Na Hipocrisia do mundo você se descobre,
e, se encontra, quando vive um grande amor
Vicente Alencar

segunda-feira, 10 de novembro de 2014

O carnaval do Adolfo

O carnaval do Adolfo
 
Após incessantes pedidos, Adolfo, finalmente e a contragosto, aceita acompanhar os seus dois filhos e amigos destes, ao carnaval, em Morro Branco.
Sexta-feira que antecede ao Sábado de carnaval foi com os filhos ao supermercado fazer as compras de praxe: cervejas, Vodcas, cachaças, refrigerantes, pães, linguiças, e outras iguarias conhecidas das festas carnavalescas.
Na interminável e morosa fila do caixa lá se encontrava Adolfo e seus filhos com o carrinho superabundado de bebidas e comidas. A fila não andava.  Adolfo coçava e abaixava a cabeça, respirava fundo e não chegava a sua vez.  Murmurava baixinho sobre a encrenca que entrara.   Descansava uma perna, depois a outra.
No carrinho da frente, jovens descontraídos e às gargalhadas ensaiavam os dias de descontração que se aproximara. De repente surgiu  mais dois jovens com um outro carrinho cheio de petiscos e bebidas.
__ Dá licença Tio?
__ O que? Diz Adolfo.
__ Somos da mesma turma tio.
__ Estou na fila há 40 minutos e vem vocês tomar a minha frente? Não consinto.
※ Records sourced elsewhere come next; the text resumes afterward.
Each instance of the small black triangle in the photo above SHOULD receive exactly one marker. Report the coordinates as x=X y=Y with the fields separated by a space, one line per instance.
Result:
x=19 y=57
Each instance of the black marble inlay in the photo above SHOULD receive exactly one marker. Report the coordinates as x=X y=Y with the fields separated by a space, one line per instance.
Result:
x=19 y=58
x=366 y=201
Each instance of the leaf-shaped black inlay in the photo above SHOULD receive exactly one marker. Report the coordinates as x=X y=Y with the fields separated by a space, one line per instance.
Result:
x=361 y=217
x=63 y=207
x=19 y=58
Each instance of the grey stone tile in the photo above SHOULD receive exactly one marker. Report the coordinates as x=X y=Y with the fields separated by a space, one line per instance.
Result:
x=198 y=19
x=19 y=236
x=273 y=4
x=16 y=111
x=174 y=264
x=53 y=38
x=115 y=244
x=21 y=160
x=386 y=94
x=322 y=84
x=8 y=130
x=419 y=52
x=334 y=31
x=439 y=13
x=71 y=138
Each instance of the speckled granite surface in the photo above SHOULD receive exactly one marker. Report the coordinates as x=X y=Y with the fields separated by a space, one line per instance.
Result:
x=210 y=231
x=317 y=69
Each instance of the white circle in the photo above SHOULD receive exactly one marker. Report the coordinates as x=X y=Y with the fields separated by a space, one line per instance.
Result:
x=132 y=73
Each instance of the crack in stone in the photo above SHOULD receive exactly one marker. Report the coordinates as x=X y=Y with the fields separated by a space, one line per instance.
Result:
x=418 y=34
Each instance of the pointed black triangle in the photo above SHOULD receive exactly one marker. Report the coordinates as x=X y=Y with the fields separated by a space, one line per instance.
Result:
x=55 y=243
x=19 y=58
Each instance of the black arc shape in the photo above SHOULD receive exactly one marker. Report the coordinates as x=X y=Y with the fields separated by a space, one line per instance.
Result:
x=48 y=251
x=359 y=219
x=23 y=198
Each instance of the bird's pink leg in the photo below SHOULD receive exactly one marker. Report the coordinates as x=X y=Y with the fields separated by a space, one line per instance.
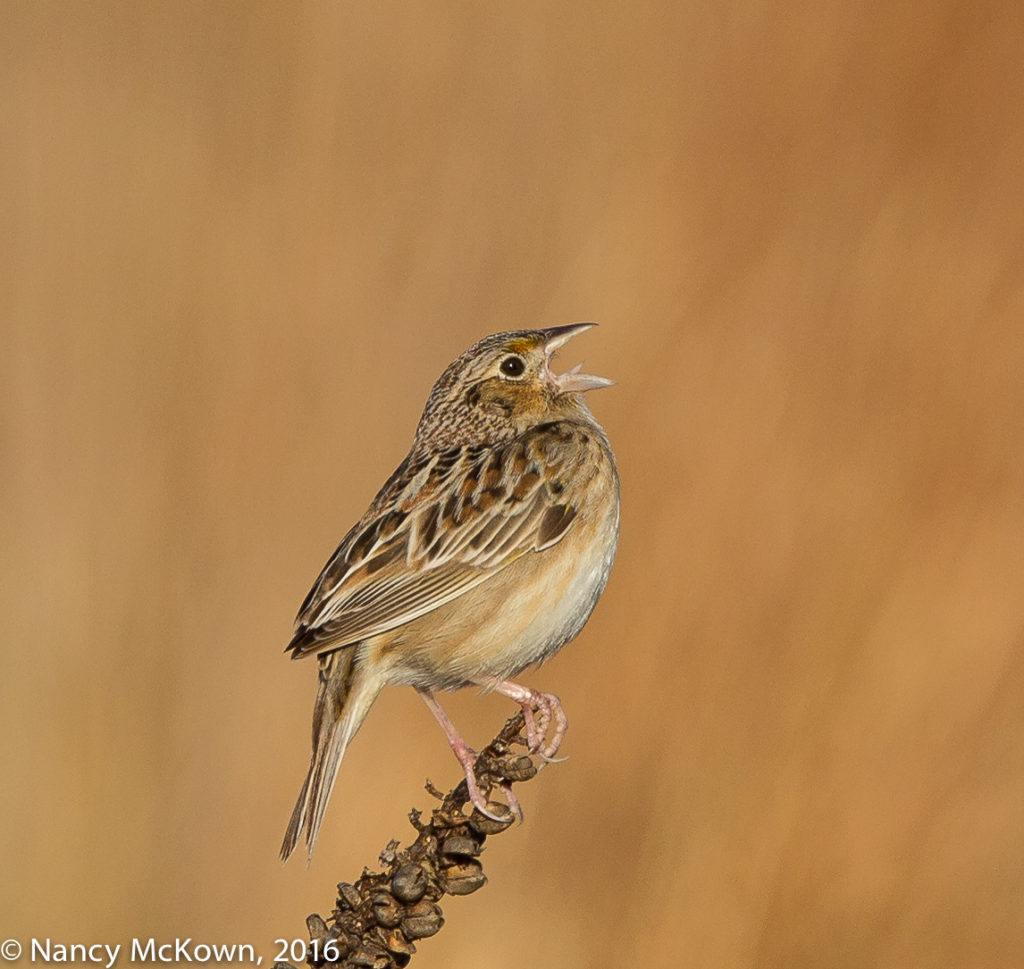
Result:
x=467 y=757
x=549 y=707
Gerou um início de confusão quando um dos jovens, insensível, dirige-se ao Adolfo: Tio: o teu lugar é em casa ou naquela fila. Referia-se a fila preferencial.
O quê? Falou um dos filhos do Adolfo. Está chamando o meu pai de velho?
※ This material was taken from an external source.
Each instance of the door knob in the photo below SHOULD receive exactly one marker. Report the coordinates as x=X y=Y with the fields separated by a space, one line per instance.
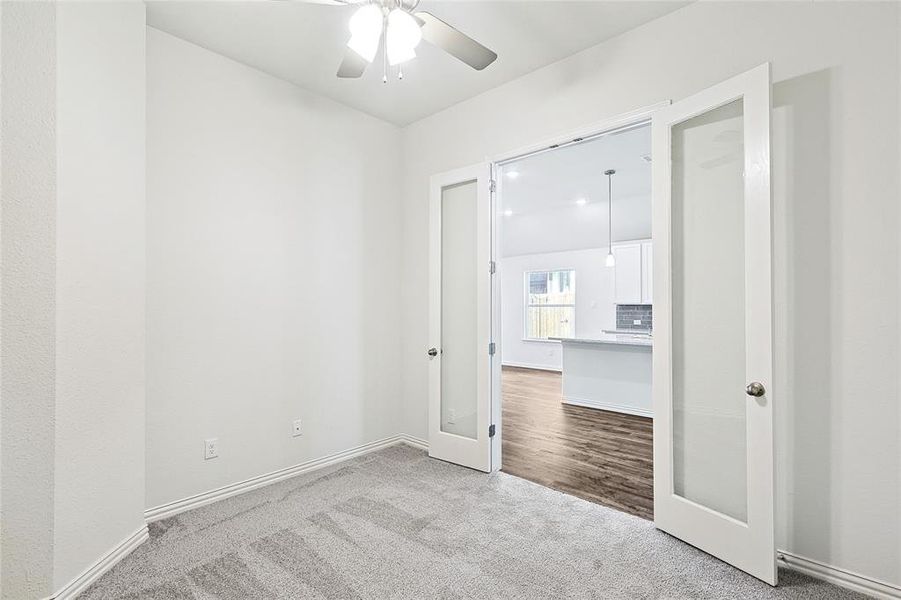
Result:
x=756 y=389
O tumulto tomou outra conotação e, se não fora os seguranças, Adolfo e os seus desafetos travariam um tremendo quebra-pau entre as gôndolas daquele supermercado lotado.
De volta para casa, Adolfo, cansado e irritado se dirige aos filhos: “Esse carnaval não vai dá certo”. Mas já não podia retroceder. Seguiu em frente.
Sábado, a família alegre e ele fechado rumaram para a praia de Morro Branco.
Após quatro horas de viagem, duas delas de um intenso engarrafamento, chegam, por fim, à casa que fora alugada. Era grande e confortável, sim, mas para abrigar o casal Adolfo e vinte jovens tornara-se pequena e muito desconfortável.
Depois das bagagens retiradas Adolfo se dirige a Filó e pergunta aonde vai se instalar naquele tumulto desordenado de sacolas, redes e colchões.
__ Só um pouquinho, meu bem. Primeiro as “crianças”. Respondeu ela.
Adolfo ruborizou-se, mas se conteve. Aliás, estava num campo que não era o seu.
Depois de mais ou menos organizada a casa, Filó si dirige ao marido.
__ O que você falou meu bem?
__ Filó, eu quero saber onde vou ficar nessa...
 __ Calma, Adolfo. Nos quartos vão ficar as mulheres. Você prefere a cozinha ou o alpendre?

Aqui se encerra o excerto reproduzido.